This was the end of my second attempt to mate her, and since it had seemed successful, it was a greater disappointment than the first. Was it a confirmation of Chick's dark suspicion? Miss Canvey thought not: Tulip was a little narrow in the pelvis but seemed otherwise perfectly normal, she said. She was deeply apologetic and offered to try again in the autumn if I had no better prospects. But my mind was in as great a muddle as ever. I did not know, of course, what had gone on in the stable yard, for I had not been present; but it seemed to me on reflection that I had come pretty close to those stud practices which Chick had deprecated and I had intended to avoid. Miss Canvey was the kindest of women and a qualified vet; she must know far more about these things than I did; yet my questioning mind remained doubtful. Doubtful and now distressed. Call it "helped," call it what one would, my virgin bitch had been ravished, it seemed to me, without spontaneity, without desire, and I could not believe that that was right.
Then I came across a book, The Right Way to Keep Dogs, by Major R. C. G. Hancock, which formulated and confirmed all my suspicions. The importance of wooing in a bitch's sex life, he says, cannot be over-estimated. Though she will not consent to consummate the act of mating during the first week of her heat, "she is strongly attractive during this wooing period to all the males of the pack, who follow her in a hopeful procession, fighting amongst themselves from time to time to settle the primacy of approach. The result is that by the second week, when the bitch allows mating to take place, she had gone through a process of strenuous wooing, so that the ovaries have been stimulated to shed a large number of eggs into the womb, there to await fertilization." He then repeats much of what Chick had told me. "Only those familiar with the breeding technique of the present-day pedigree breeder will know how far their methods negate this natural certainty. The bitch is kept shut up during the week when she should be the object of constant wooing and stimulus by the male. On the day she is adjudged ready for mating, she is taken and held, often muzzled, while the precious stud dog, lest he be injured, is carefully lifted into position. Under these circumstances, with no love-making precedent to the act, both sexes are indolent in performance, eggs are few in number, and the male seed poor in quality and quantity. In many cases the 'tying' of the dog to the bitch is not effected because of this sexual indolence.

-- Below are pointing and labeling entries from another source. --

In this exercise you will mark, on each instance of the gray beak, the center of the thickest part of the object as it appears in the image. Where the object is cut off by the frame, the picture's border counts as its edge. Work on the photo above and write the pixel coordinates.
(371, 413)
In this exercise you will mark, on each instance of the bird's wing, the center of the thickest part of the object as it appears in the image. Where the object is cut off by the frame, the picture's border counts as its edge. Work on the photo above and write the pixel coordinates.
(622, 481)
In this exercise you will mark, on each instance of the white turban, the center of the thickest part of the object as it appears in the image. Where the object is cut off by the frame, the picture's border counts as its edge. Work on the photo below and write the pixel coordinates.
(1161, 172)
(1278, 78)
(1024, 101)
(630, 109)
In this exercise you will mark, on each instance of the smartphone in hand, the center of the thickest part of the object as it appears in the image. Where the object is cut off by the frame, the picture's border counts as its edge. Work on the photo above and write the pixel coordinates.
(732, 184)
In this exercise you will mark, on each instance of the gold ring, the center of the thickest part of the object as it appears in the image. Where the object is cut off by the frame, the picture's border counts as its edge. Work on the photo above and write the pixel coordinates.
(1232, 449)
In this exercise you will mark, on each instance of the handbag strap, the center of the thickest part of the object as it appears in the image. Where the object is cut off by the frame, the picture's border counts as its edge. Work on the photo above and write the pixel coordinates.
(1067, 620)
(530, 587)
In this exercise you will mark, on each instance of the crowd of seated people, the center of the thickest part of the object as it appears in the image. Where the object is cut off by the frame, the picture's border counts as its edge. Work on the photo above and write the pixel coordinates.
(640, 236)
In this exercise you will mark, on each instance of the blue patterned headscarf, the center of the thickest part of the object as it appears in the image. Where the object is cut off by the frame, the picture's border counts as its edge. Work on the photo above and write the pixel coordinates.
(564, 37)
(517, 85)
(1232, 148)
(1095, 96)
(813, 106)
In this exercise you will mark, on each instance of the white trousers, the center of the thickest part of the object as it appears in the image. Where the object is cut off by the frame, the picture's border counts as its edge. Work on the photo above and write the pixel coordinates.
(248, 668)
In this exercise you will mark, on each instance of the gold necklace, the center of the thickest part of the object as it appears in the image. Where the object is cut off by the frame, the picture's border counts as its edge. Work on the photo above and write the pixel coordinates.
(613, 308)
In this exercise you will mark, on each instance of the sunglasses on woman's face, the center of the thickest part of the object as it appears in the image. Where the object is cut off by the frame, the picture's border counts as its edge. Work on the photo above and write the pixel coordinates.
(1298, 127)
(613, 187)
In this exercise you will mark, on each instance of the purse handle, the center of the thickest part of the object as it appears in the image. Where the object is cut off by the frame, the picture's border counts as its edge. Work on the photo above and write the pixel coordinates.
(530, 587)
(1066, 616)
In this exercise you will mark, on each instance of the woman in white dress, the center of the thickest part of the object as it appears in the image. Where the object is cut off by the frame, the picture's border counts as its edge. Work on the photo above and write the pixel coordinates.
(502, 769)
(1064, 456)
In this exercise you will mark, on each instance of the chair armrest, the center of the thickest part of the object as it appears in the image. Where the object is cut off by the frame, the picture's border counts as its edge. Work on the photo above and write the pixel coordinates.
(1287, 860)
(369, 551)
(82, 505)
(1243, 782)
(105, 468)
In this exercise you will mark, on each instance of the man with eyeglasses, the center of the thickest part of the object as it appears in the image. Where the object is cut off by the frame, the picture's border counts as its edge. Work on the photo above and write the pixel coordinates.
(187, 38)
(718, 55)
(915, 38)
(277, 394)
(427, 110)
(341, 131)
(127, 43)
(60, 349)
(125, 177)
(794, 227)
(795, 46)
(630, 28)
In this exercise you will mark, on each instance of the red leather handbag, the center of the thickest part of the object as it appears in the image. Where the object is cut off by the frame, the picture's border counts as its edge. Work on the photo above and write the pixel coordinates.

No wonder the resulting litter is small or non-existent... If possible, let them have a run out together daily during the first week. When one or other parent has never mated before, this is particularly important to allow the subconscious instincts to organize themselves, and, by trial and error, the technique of mating becomes possible. I have seen many virgin males introduced to a bitch ready for mating, and the dog, though showing every sign of desire, just does not know what is expected of him."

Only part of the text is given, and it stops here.